Object location: Bedroom

The central figure on Sangharakshita’s personal shrine in his bedroom is that of Mañjughoṣa who was an important figure in his spiritual life. Two years before he died, he wrote:

With this figure I was already familiar, through my practice of the Mañjughoṣa Stuti Sādhanā, but [reading] the Śūraṅgamasamādhi Sūtra gave me a much more vivid awareness of his presence and of his true nature. He was the veritable embodiment of the dharma niyāma and to be worshipped and meditated upon as such.

From ‘A Reverie-cum-Reminiscence in the form of a Letter to Paramartha’ in Adhisthana Writings, https://www.sangharakshita.org/downloads/new-writings-urgyen-sangharakshita.pdf

This figure sits atop three small, hand-typed, hand-stitched texts that Sangharakshita produced in Kalimpong.
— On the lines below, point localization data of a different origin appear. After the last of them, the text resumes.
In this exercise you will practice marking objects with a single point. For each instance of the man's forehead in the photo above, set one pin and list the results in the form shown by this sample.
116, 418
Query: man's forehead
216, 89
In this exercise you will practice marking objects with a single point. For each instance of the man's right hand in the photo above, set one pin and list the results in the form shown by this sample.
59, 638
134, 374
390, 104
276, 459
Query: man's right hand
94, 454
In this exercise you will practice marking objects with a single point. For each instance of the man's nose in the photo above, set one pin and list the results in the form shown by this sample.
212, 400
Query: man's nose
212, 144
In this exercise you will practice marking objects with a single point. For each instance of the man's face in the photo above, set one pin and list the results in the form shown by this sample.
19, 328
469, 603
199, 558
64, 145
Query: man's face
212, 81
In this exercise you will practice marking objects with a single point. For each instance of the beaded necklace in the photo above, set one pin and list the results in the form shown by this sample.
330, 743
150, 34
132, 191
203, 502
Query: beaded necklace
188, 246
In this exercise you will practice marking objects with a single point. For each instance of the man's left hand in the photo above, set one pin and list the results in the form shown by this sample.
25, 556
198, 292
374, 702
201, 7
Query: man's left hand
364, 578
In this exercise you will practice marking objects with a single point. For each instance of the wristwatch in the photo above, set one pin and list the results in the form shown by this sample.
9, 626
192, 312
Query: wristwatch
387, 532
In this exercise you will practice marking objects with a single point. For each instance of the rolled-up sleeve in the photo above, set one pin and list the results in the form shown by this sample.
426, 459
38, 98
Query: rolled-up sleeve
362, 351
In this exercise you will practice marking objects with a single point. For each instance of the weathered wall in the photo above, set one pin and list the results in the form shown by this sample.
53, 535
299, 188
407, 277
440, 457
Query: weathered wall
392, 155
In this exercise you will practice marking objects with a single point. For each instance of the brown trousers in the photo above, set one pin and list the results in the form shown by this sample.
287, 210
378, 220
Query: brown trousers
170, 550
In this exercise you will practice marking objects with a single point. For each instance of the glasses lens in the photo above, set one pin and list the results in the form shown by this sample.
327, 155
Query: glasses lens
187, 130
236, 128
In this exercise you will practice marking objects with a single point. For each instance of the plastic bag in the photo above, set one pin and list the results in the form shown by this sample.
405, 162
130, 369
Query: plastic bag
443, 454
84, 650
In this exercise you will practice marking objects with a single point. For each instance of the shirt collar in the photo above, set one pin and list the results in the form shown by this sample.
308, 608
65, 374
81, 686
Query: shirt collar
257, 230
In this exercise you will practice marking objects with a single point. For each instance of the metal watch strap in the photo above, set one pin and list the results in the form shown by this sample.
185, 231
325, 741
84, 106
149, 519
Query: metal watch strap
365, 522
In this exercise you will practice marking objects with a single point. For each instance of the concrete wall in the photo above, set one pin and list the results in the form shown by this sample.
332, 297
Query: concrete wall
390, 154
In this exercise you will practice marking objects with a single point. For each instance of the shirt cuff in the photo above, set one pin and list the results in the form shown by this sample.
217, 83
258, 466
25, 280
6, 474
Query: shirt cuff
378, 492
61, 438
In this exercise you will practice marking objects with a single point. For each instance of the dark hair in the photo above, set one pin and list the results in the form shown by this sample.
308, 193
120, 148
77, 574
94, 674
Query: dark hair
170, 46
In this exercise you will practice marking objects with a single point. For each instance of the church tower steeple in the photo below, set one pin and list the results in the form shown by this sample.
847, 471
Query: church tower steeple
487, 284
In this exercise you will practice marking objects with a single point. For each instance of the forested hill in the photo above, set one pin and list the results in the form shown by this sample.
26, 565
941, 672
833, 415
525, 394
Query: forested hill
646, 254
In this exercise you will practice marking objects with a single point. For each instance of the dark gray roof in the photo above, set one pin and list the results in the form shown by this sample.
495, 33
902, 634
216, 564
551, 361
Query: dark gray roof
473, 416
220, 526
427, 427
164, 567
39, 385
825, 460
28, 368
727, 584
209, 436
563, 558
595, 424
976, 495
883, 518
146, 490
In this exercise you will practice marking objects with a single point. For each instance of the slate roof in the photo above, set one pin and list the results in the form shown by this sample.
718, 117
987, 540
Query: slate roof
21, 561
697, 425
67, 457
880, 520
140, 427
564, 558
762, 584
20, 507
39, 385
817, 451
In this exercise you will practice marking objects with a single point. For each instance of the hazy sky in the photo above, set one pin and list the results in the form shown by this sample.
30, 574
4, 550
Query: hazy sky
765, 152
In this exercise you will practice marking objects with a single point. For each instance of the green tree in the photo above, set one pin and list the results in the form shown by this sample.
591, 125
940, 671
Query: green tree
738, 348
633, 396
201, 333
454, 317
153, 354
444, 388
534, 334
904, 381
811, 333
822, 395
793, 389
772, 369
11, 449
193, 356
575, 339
Two of these texts contain prayers to the three protectors of the Tibetan Nyingma tradition. (The small thangka on the opposite wall depicts these three figures – see below.) The remaining one refers to verses that were composed by Jamyang Khyentse Rinpoche on the occasion of Sangharakshita’s initiation into the Mañjughoṣa Stuti Sādhanā in 1957. Paramartha remembers Sangharakshita asking for them to be brought out of the archive and placed on the shrine, just after his move to Adhisthana in early 2013, during a very difficult period of illness. 

The other figures on Sangharakshita’s personal shrine consist of small Buddha figures that visitors from India brought from time to time as gifts. You will notice that Sangharakshita arranged them in a five Buddha mandala with a small Spanish tile depicting a golden lion taking centre place. Above the shrine you will see a carved wooden head. The expression on its face reminded Sangharakshita of that on the face of one of the Four Great Kings which he had seen in a vision. The head was a gift from Dharmachari Nityabandhu who lived with Sangharakshita at Madhyamaloka, Birmingham, from 2003. He was ordained by Sangharakshita in 2004 and in 2008 returned to his native Poland to establish Sanghaloka, a Triratna Buddhist centre in Krakow.